Near bird strikes, 4th in two months, bird tornadoes..etc

My old skipper when I was in VT-7 took a 2 oz sparrow down the intake doing night FCLPs. Engine promptly disenegrated at like 100' AGL on the touch and go. Every light in the cockpit lit up, and him and the opso punched out. Landed a few hundred feet from the fireball, and I think he said he spent the next 7 hrs in the ER getting pieces of MDC surgically removed from his eyes and face. Yay T-45. Then there was the krock dude back in the same timeframe that wasn't wearing his visor when he took a flock of birds and ejected. Never flew again due to the injuries.
 
Then there was the krock dude back in the same timeframe that wasn't wearing his visor when he took a flock of birds and ejected. Never flew again due to the injuries.

I guess some debris from the ejection and a rapid onslaught on high pressure air hitting his face all of a sudden?
 
My buddy flying an E-2 took multiple bird strikes in both motors during night FCLP's, lost the first one and paddles waved them off. It's night and all he saw was a fireball and the Hawkeye go low so he hit the lights. As they waved-off, lost the second motor, ditched in a field with the plane breaking in two. Some injuries to all three on board.
 
I guess some debris from the ejection and a rapid onslaught on high pressure air hitting his face all of a sudden?

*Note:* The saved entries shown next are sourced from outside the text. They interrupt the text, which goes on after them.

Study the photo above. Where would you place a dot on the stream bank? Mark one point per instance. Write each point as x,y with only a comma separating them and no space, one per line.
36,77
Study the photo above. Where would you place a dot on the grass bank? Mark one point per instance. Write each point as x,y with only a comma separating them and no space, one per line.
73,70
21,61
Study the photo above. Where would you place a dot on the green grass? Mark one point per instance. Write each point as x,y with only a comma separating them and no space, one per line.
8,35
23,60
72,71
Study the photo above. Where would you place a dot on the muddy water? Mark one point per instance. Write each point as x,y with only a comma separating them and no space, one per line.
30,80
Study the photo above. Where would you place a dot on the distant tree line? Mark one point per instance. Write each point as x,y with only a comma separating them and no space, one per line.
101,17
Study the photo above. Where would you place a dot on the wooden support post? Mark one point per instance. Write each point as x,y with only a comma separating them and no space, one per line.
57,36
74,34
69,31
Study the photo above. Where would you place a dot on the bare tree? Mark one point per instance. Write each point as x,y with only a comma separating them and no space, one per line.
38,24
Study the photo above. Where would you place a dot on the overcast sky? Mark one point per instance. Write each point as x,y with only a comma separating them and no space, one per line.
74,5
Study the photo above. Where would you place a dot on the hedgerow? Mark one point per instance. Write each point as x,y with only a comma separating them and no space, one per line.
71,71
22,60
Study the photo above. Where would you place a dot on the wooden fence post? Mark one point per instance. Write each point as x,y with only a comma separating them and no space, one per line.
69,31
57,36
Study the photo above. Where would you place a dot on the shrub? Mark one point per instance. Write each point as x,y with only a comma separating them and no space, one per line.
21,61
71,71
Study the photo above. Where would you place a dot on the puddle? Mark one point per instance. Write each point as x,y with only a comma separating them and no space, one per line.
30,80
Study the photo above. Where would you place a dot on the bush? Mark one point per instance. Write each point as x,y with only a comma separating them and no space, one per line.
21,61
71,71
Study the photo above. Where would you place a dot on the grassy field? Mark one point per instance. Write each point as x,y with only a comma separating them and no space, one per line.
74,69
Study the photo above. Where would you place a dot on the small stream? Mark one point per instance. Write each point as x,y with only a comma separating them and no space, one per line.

The T-45 doesn't blow the canopy off in a tradional sense when you eject. It has a ghetto hand operated open/close mechanism (when compared to any other pointy nosed jet I can think of), and it isn't rigged to jettison. So it has this horrible "mild detonating cord" (MDC) that was apparently pulled straight from the harrier, but not reengineered to account for the smaller, flimsier canopy material. So basically, it is overkill, and it rains shards of molten lead all over your face and body when it does its thing and blows the canopy up around you. I don't know how the community has faired as of late, but when I went though, it was a sticking point, particularly because we had all just started flying with the horrible horrible horrible (can I say it one more time....horrible) combat edge mask, that was basically the cheapest bidder kind of thing. Unfortunately, it doesn't seal off your face when used in conjunction with the standard visor. It works fine for a custom cut JHMCS visor that you get later in the fleet (though it is still a horrible mask), but with the stuff you fly with in the training command, it leaves a big gap between the mask and the visor, which needlessly exposes your face and eyes to the shrapnel from a T-45 ejection. Did I mention it is a horrible mask?
 
Last few ejections, mild injuries due to the lead and only if sleeves were rolled up or visor was up.
 
In the last 24 hours, I've come closer to more birds than I ever have. I've only ever hit one (on the after landing roll in Yuma — poor bastard was filleted and shoved forward by the reversed props in a cloud of feathers—really, you must see it, it is somewhat interesting to behold), but I sure came plenty close on the last seven legs.